What runs the crypto market? ›

Cryptocurrencies run on a distributed public ledger called blockchain, a record of all transactions updated and held by currency holders. Units of cryptocurrency are created through a process called mining, which involves using computer power to solve complicated mathematical problems that generate coins.

What year will crypto boom again? ›

Cryptos that could boom in 2024 include SingularityNET and Fetch.ai, both of which may capitalize on AI's popularity. Bitcoin is another crypto that could be poised for a strong performance in 2024, thanks to the SEC's approval of Bitcoin ETFs.

What is the next crypto to explode in 2025? ›

Conclusion (Next Cryptocurrency to Explode in 2025)

While predicting which coins will 5X by 2025 is challenging, Ethereum, XRP, Cardano, Dogecoin, Toncoin, Shiba Inu, TRON, Cronos, and NEAR Protocol are among the top contenders with strong potential for explosive growth.

What will happen to crypto in 2024? ›

Bitcoin prices are up 61.1% year-to-date in 2024, putting the cryptocurrency on track for its second consecutive year of sizable gains. Ethereum prices are also up 41.8% in 2024.

Does crypto run on 4 year cycles? ›

The Bitcoin halving takes place approximately every four years, once the appropriate number of blocks have been created. The dates of previous Bitcoin halving events are as follows: November 28th, 2012. July 9th, 2016.

How do market cycles work? ›

Market cycles are usually marked by fluctuating prices as buyers and sellers come to an agreement over price and valuation of various assets. As cycles unfold and investor enthusiasm ebbs and flows, asset valuations can move from "fair," to elevated or overvalued, to undervalued or cheap, and all points in between.

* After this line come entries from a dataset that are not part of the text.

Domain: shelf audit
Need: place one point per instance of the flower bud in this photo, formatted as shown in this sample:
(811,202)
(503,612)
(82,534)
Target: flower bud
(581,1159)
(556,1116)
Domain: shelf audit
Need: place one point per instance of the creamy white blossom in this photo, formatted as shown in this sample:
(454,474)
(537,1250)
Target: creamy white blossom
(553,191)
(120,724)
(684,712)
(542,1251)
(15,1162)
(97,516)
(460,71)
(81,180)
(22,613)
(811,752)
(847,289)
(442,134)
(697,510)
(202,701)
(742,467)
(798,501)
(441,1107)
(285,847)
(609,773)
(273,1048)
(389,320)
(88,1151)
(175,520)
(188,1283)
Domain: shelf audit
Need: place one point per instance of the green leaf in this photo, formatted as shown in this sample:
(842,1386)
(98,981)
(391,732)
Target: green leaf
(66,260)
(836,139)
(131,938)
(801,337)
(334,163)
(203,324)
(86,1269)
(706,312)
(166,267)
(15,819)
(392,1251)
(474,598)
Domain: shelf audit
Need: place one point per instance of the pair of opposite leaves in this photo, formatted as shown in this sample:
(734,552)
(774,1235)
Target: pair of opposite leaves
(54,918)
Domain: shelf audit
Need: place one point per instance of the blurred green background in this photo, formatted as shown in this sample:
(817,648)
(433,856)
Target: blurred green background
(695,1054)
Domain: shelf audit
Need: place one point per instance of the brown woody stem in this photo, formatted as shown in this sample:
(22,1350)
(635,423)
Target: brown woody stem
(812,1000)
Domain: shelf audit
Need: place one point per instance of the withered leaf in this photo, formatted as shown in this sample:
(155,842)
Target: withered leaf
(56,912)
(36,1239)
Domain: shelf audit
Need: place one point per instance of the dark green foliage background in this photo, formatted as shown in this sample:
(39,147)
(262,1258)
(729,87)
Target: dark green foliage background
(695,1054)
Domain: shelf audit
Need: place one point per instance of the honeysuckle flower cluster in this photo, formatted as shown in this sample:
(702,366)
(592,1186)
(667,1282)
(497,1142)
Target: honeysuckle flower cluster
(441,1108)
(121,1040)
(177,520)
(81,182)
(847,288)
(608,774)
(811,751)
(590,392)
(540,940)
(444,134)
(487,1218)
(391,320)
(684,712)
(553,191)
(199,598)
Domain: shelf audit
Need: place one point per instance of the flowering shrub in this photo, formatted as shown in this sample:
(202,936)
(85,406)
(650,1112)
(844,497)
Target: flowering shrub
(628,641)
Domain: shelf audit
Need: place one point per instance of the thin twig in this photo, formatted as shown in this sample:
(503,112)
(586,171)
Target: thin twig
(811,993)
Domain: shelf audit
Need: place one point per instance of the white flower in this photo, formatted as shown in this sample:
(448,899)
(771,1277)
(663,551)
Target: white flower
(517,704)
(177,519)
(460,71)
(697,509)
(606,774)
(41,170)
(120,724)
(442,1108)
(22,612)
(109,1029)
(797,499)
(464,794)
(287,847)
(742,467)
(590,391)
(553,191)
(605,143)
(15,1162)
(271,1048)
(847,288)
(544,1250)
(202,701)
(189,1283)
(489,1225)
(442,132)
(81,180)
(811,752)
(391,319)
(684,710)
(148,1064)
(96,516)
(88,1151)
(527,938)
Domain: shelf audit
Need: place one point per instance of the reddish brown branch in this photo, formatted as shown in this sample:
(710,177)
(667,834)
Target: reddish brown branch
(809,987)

What is the life cycle of a crypto currency? ›

— There are four phases of a market life cycle: The Accumulation Phase, The Markup Phase, The Distribution Phase, and The Markdown Phase. — Understanding crypto market cycles can help you make sense of market movements over time, identify opportunities, and make more informed decisions about your own portfolio.

Why is the crypto bull run every four years? ›

This is a technical event that takes place on the Bitcoin network roughly every four years, cutting the supply of the cryptocurrency in half to create a scarcity effect that makes it like “digital gold.” Historically, it sets the stage for a new cycle and bull run – but this one's a little different.